Easy ways to weight gain
How one can lose weight is a hot topic, but a lot of people also face an underweight problem. They try different methods with little or no success. Advice from friends and family members may not be helpful. To gain weight, choosing the right method is difficult. For thin people, it is very easy to start eating food full of fat to gain weight quickly, but it's an unhealthy and dangerous way. Here's a complete weight gain meal plan that should consist of whole multi-grains, vegetables, fresh fruits, protein and dairy products.
* Body type: There are three types of bodies, and one is ectomorph. Ectomorph individuals can eat any portions and still find it difficult to gain weight and muscles. No amount of food helps them put on weight. A slight modification can help them.
* Calories: Increase calories in your diet. Add 500 plus Calories to your daily meals. From your regular food start adding one more portion. For example, if you eat two chapatis per meal -- eat three and stuff it with high fibrous vegetables like bottle gourd, spinach, potatoes etc. You can also stuff it with paneer or combine chapati with two sabzi, one lentil and curd.
Meal Ideas:
Early morning: Have two spoons of a ghee with turmeric and black pepper. Ghee is calorie-rich which helps to an increase your daily calories and the combination will help you with digestion, joint pain and improving skin.

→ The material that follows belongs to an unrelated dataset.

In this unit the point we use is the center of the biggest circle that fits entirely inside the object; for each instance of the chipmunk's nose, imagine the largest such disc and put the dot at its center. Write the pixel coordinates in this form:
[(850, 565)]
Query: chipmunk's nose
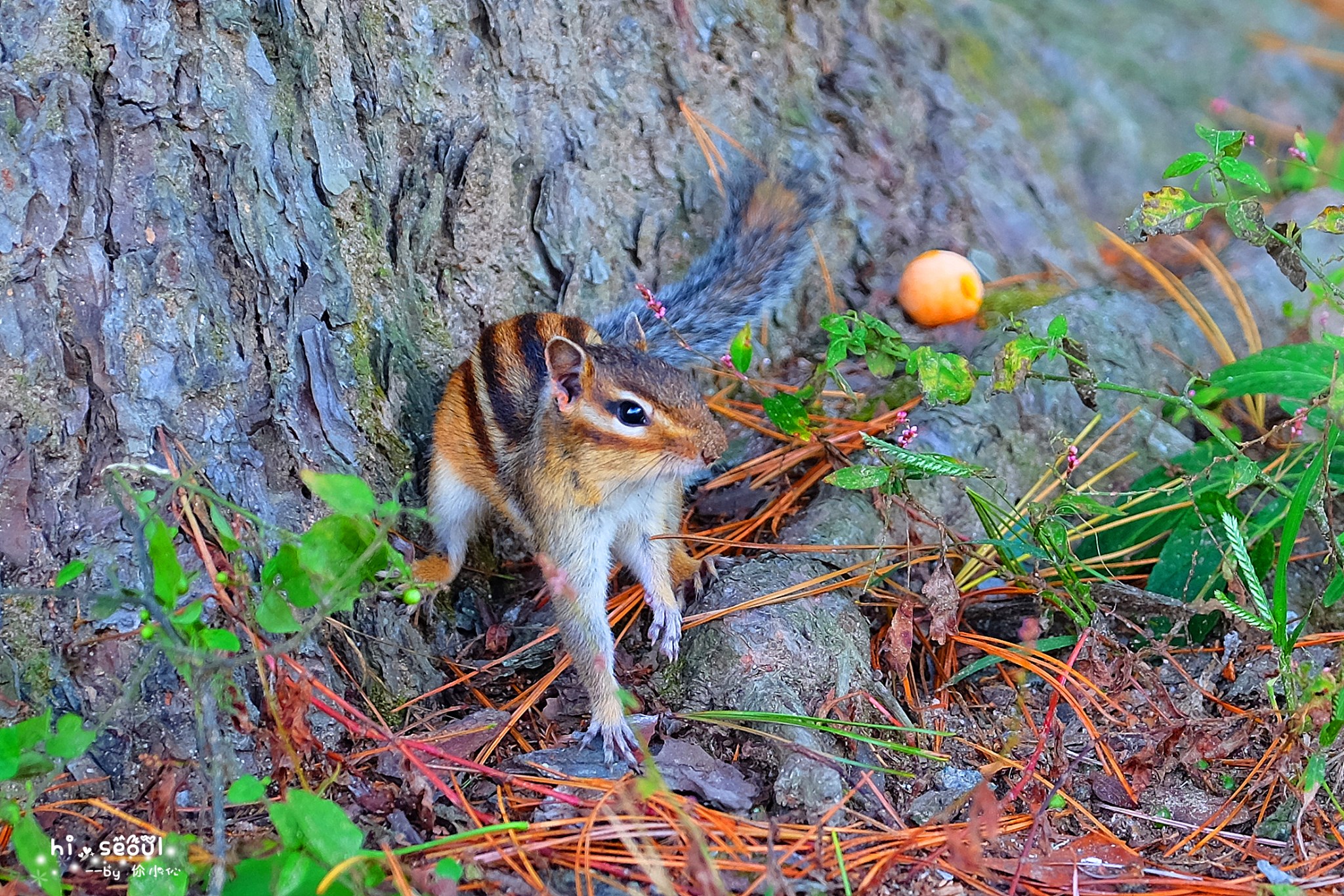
[(714, 445)]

* Breakfast: Protein based smoothies (Dairy/ nut milk + oats + Nuts and seeds + protein supplement + honey) + 4 whole eggs + 2 Banana Or Stuffed potato chapati (3) + Mix veg sabzi + Mix veg achar + Milk
* Brunch: 4-5 servings of fruits + nuts and seeds + 1 Tall glass of buttermilk
* Lunch: Any 2 sabzi + Dal + Stuffed chapati (3)
* Evening: Grilled paneer/ chicken/ Boiled eggs + Saute veggies + Protein shake
* Dinner: Oats Uthappam (3) + Sambhar (2 cups) + Coconut Chutney
1 Hour after dinner:
* Banana shake: 1 Banana + 2 whole eggs + Full cream milk (Blend)
How to gain weight?
* Eat small, frequent meals to help build a healthy appetite. Plan for 3 meals and 2-3 snacks each day.
* Quick Snack ideas -- Rajma rolls, paneer rolls, soya rolls, Cheese, yoghurt and fruit, peanut butter toast, fruit and nut mixes, hard-boiled eggs, tuna or egg salad
* Quick Meal ideas -- baked potato topped with chilli, vegetable and rice stir-fry, chicken or taco, quesadilla, Dal soup.
Between meals and snacks:
* Save your appetite for planned meals and snacks. Avoid eating little bits of food all day long.
* Drink water between meals and snacks. Beverages fill you up and leave no room for food.
* Limit candy, chips, cake, cookies, and sweetened beverages. These foods provide little nutrition and can ruin your appetite for meals.
* Include physical activity each day. Light exercise improves appetite.